1. “Are you a voice teacher, vocal coach, or both?”
Although the distinction between “voice teacher” and “vocal coach” has become blurrier in recent years, it’s important to determine that your candidate is able to help you achieve your goals.
Traditionally, voice teachers in the contemporary commercial world tend to focus more on technical aspects of the voice (expanding the range, achieving more flexibility and consistency of tone, etc.), whereas vocal coaches have dealt more with the ways in which a performer engages a piece through the voice.
2. “What’s your philosophy for training the voice?”

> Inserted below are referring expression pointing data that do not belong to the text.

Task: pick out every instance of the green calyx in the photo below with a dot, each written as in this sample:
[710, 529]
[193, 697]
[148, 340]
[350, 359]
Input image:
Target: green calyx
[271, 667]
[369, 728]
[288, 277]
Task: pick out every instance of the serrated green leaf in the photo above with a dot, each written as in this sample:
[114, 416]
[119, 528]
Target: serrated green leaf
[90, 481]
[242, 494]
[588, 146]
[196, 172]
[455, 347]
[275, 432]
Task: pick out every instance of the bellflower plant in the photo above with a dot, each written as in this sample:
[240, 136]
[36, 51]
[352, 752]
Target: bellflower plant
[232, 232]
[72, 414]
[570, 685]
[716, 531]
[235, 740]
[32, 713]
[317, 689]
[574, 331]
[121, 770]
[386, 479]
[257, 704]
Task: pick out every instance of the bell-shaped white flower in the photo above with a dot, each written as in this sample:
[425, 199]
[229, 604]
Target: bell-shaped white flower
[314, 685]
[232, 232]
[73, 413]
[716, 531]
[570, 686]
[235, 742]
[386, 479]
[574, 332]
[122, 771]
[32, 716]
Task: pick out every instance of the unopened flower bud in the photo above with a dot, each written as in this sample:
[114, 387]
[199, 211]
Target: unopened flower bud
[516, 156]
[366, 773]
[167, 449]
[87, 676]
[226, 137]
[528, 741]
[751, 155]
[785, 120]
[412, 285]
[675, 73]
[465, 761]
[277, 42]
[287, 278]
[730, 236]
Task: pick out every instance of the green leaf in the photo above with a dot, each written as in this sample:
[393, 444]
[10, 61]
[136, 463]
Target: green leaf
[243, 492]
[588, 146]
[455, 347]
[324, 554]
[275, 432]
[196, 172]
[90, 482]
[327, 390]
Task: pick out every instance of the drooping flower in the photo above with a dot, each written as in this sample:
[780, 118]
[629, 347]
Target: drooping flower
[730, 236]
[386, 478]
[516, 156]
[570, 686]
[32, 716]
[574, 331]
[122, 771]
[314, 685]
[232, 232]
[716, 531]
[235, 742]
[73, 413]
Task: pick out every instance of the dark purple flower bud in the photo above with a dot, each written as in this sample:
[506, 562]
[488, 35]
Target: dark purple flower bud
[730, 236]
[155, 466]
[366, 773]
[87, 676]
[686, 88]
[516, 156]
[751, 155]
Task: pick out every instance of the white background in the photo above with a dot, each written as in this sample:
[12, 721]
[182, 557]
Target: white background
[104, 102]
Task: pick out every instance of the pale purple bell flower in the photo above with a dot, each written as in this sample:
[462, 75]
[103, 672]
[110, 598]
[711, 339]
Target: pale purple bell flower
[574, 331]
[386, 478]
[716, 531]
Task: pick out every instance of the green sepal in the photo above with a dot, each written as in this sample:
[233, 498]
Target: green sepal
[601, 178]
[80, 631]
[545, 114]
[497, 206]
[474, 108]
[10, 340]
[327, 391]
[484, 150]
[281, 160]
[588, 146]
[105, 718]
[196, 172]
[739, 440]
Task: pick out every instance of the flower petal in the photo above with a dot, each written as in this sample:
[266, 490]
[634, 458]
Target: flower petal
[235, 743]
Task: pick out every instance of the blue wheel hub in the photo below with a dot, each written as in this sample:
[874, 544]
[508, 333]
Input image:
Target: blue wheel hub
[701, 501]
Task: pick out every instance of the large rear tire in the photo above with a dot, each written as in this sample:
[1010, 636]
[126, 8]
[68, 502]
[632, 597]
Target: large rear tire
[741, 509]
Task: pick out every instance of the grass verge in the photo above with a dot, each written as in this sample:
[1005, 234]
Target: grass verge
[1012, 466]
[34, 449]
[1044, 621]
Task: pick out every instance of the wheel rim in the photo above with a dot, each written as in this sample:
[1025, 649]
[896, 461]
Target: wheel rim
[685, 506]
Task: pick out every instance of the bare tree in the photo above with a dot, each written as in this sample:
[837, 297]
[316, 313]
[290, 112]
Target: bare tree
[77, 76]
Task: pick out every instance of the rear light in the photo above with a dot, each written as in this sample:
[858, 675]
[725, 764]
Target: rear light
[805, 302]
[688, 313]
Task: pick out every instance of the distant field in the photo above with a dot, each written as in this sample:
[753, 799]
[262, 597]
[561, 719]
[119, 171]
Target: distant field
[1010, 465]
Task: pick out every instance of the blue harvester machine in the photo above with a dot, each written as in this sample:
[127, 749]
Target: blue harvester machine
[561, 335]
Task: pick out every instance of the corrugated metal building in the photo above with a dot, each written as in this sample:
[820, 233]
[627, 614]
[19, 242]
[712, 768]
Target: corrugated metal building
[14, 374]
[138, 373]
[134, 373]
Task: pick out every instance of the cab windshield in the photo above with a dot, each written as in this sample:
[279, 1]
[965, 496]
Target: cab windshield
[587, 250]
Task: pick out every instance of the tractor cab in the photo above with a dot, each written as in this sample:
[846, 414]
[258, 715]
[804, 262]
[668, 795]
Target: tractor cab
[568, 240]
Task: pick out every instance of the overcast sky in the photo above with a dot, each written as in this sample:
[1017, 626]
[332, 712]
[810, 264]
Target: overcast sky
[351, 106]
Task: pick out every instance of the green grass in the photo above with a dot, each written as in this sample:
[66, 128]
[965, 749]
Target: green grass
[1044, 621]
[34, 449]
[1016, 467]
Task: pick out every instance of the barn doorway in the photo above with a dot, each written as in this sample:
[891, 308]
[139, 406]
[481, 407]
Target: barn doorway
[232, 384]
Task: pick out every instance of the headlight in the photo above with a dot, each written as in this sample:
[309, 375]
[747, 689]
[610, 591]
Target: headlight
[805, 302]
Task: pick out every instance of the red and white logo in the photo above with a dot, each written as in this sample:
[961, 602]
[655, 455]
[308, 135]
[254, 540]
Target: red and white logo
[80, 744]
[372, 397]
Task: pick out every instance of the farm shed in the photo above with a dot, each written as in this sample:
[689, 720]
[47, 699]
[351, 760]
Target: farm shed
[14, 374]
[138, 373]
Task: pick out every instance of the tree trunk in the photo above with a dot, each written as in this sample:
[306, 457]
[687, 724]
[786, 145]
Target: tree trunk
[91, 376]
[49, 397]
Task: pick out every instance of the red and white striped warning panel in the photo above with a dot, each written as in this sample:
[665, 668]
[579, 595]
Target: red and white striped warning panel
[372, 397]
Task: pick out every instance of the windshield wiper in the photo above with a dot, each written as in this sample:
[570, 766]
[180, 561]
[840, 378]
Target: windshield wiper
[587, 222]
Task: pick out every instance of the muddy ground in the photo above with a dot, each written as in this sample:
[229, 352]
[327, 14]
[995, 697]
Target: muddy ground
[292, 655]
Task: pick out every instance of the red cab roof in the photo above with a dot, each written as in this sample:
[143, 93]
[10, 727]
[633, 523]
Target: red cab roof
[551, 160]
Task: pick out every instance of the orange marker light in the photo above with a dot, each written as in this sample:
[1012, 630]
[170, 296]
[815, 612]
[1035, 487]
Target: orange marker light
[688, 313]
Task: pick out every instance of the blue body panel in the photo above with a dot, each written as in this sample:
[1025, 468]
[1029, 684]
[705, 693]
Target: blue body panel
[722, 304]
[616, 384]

Some voice trainers work from a single school of voicework (like those founded by Linklater, Estill, or Lessac, for instance), while others combine many approaches or create their own. Whatever the case, your coach should be fluent in the fundamental anatomy and physiology of the vocal mechanism, especially if your focus together will be technical in nature. If you’re planning to audition for contemporary musicals, it’s important to confirm that your teacher is fluent in techniques and industry standards particular to contemporary commercial performance.
3. “What are some of your students’ professional accomplishments?”
Provided that your goal is to work professionally, it’s extremely helpful to know what your trainer’s former and current students are up to. (Or, in the case of a college audition coach, where their students are currently studying.) To train the voice generally means allocating significant finances to the pursuit, so the more you know before you invest, the better. Of course, some aspects of whether a teacher will prove a good fit can be learned only after experiencing a few sessions together.
4. “Do you play the piano?”
Some—but not all—vocal coaches are skilled pianists. If it’s important to you to sing with live accompaniment, be sure to confirm that your candidate has the ability to provide it. Otherwise, you might need to pay an accompanist to attend lessons with you, particularly when working toward an upcoming audition.
5. “Do you coach virtually? If so, what’s your process?”
Virtual coaching’s not for everyone but some prefer it. If you think you might be interested in a virtual/in-person swap at some point, ask about your prospective coach’s process and approach to virtual coaching ahead of time.
There are few hard and fast rules for what makes a voice trainer great, and the recommendations above aren’t meant to indicate must-haves or make-or-breaks...unless they’re make-or-break for you. Ask trusted friends for the name of their coaches. Check out reviews. Remember, too, that unless you sign with a vocal coach long-term (and I wouldn’t suggest it, at least not at the very beginning), it’s always within your purview to try out a few options and to switch individuals if things aren’t working out. And as you navigate the world of professional vocal coaching, remember that the best piece of advice was belted out by Liza Minelli in “Flora the Red Menace”: Sing happy!